Li, Y., Pustovalova, Y., Shi, W., Gorbatyuk, O., Sreeramulu, S., Schwalbe, H., Hoch, J.C., Hao, B.(2023) Sci Rep 13: 2890-2890
- PubMed: 36801935 
- DOI: https://doi.org/10.1038/s41598-023-30045-9
- Primary Citation of Related Structures:  
8F2E - PubMed Abstract: 
Replication of the coronavirus genome starts with the formation of viral RNA-containing double-membrane vesicles (DMV) following viral entry into the host cell. The multi-domain nonstructural protein 3 (nsp3) is the largest protein encoded by the known coronavirus genome and serves as a central component of the viral replication and transcription machinery. Previous studies demonstrated that the highly-conserved C-terminal region of nsp3 is essential for subcellular membrane rearrangement, yet the underlying mechanisms remain elusive.
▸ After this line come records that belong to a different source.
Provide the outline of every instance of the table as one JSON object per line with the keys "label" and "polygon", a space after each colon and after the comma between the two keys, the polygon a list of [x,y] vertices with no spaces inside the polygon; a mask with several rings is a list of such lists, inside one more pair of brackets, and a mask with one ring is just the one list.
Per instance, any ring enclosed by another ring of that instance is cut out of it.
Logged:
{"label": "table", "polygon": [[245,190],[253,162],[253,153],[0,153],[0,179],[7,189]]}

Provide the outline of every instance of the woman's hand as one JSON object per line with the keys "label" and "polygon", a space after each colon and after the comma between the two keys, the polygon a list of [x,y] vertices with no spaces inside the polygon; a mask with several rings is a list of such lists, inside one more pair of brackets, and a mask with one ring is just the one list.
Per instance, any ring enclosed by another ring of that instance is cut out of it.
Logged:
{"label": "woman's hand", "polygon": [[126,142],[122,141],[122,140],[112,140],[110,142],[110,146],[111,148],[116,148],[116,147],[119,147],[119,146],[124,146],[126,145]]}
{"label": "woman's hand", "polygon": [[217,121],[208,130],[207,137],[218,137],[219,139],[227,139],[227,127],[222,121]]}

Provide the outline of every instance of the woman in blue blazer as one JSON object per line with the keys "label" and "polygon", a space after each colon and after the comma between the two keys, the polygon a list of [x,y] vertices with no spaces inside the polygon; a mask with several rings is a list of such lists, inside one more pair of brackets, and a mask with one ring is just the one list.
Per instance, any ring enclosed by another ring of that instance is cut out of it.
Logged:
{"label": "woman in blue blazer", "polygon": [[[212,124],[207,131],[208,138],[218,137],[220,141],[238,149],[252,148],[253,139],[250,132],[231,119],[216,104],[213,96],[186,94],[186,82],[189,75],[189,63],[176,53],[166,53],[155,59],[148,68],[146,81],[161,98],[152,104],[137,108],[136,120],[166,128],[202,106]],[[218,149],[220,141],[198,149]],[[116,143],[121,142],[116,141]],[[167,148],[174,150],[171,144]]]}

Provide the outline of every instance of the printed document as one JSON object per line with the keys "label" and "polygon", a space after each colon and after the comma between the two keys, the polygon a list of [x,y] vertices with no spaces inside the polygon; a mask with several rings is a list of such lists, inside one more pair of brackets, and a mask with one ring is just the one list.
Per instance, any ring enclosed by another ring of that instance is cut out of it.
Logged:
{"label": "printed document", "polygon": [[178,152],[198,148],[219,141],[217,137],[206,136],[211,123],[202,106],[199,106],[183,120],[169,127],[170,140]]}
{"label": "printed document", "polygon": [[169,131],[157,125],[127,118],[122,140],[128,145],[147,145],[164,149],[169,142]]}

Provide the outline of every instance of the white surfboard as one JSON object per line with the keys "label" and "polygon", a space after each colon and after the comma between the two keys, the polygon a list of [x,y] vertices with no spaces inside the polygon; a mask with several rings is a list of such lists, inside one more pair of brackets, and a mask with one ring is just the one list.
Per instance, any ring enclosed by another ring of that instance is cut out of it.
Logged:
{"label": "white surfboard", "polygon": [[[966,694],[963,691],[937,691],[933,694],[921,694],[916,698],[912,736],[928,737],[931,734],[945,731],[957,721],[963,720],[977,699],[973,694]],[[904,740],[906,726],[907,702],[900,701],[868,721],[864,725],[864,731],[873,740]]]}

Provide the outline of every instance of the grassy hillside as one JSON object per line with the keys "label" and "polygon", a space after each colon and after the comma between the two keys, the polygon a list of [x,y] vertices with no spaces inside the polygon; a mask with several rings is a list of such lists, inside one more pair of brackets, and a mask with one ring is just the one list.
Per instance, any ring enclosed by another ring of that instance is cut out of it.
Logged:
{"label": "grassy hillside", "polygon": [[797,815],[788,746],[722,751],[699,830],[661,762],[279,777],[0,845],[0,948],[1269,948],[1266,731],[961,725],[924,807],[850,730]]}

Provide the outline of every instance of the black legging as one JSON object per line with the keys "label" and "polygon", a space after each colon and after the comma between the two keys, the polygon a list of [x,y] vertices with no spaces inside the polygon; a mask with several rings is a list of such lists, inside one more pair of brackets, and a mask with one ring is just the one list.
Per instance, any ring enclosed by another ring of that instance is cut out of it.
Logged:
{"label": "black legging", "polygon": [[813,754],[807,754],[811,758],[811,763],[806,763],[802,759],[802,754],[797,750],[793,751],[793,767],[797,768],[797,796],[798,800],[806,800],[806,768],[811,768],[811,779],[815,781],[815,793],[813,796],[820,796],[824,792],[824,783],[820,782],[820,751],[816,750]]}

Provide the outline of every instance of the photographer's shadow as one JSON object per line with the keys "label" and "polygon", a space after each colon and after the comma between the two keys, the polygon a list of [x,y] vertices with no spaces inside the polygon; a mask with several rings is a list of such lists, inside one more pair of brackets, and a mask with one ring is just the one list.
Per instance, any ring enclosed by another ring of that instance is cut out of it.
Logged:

Here we report the crystal structure of the CoV-Y domain, the most C-terminal domain of the SARS-CoV-2 nsp3, at 2.4 Å-resolution. CoV-Y adopts a previously uncharacterized V-shaped fold featuring three distinct subdomains. Sequence alignment and structure prediction suggest that this fold is likely shared by the CoV-Y domains from closely related nsp3 homologs. NMR-based fragment screening combined with molecular docking identifies surface cavities in CoV-Y for interaction with potential ligands and other nsps. These studies provide the first structural view on a complete nsp3 CoV-Y domain, and the molecular framework for understanding the architecture, assembly and function of the nsp3 C-terminal domains in coronavirus replication. Our work illuminates nsp3 as a potential target for therapeutic interventions to aid in the on-going battle against the COVID-19 pandemic and diseases caused by other coronaviruses.
Organizational Affiliation: 
Department of Molecular Biology and Biophysics, University of Connecticut Health Center, 263 Farmington Avenue, Farmington, CT, 06030-3305, USA.